I have a one-way ticket home,

No clue where I’ll go from there,

Definitions of home are blurry right now,

Is it the place you share with people you care for?

Or is it the place where all the people who care for you live?

I’ve been cut loose after being anchored for so long.

Maybe drifting is in order now,

After years of digging my heels and growing roots in quicksand,

I didn’t know I was choosing to drown.

Now I’m thrashing around gasping for air,

If only I could relax and go with the flow,

Go wherever the current will take me.

I feel an invisible hand bending the waves and exposing deep perils,

Gently tossing me against rocks when I can go no more,

At times I surrender to this and feel the peace wash over me,

And sometimes I let my delirious mind spin tales of horror and despair.
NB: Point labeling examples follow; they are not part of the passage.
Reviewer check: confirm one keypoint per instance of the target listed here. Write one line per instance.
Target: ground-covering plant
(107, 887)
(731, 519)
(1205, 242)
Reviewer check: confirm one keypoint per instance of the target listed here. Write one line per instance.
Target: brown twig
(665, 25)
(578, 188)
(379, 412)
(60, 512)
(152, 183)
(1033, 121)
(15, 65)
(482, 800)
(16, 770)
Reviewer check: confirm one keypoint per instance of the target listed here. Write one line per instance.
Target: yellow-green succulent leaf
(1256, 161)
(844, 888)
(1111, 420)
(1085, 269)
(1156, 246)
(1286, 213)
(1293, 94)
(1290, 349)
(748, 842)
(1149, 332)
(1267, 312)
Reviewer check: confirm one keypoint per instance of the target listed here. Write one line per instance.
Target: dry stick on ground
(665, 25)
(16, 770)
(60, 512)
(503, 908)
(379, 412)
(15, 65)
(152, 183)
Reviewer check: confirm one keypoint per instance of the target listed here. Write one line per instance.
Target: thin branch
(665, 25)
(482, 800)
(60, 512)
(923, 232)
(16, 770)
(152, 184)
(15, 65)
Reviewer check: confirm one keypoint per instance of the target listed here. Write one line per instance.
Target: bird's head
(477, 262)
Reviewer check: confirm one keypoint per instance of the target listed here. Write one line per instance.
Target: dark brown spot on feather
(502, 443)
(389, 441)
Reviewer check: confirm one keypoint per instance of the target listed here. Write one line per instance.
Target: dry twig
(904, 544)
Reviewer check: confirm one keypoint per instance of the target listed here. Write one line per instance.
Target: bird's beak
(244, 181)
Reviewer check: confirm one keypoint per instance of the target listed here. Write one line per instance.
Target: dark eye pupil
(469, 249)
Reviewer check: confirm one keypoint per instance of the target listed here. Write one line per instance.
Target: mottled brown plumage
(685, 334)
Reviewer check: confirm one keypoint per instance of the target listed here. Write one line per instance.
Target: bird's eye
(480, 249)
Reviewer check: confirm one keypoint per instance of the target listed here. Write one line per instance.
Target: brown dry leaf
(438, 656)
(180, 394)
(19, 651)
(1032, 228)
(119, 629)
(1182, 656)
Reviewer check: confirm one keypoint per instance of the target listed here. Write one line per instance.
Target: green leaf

Yet again I find myself struggling to keep my head above the water,

I let the heavy thoughts drag me down until I can breathe no more,

And just when my lungs feel like they would burst,

There it is again,

A light hovering above the water, beckoning,

As I look at it, it draws me towards it,

It’s pull is undeniably magnetic.

I emerge out of the water sputtering,

The light flits away and disappears,

I search in the distance hither and thither,

Looking for this unspeakable miracle light,

But fail to find it.

It has done its job,

I’m above the water and breathing,

It will be back again in some other form,

When the weight of the world threatens to submerge me,

Until then I will be driftwood and allow myself to be led,

Home.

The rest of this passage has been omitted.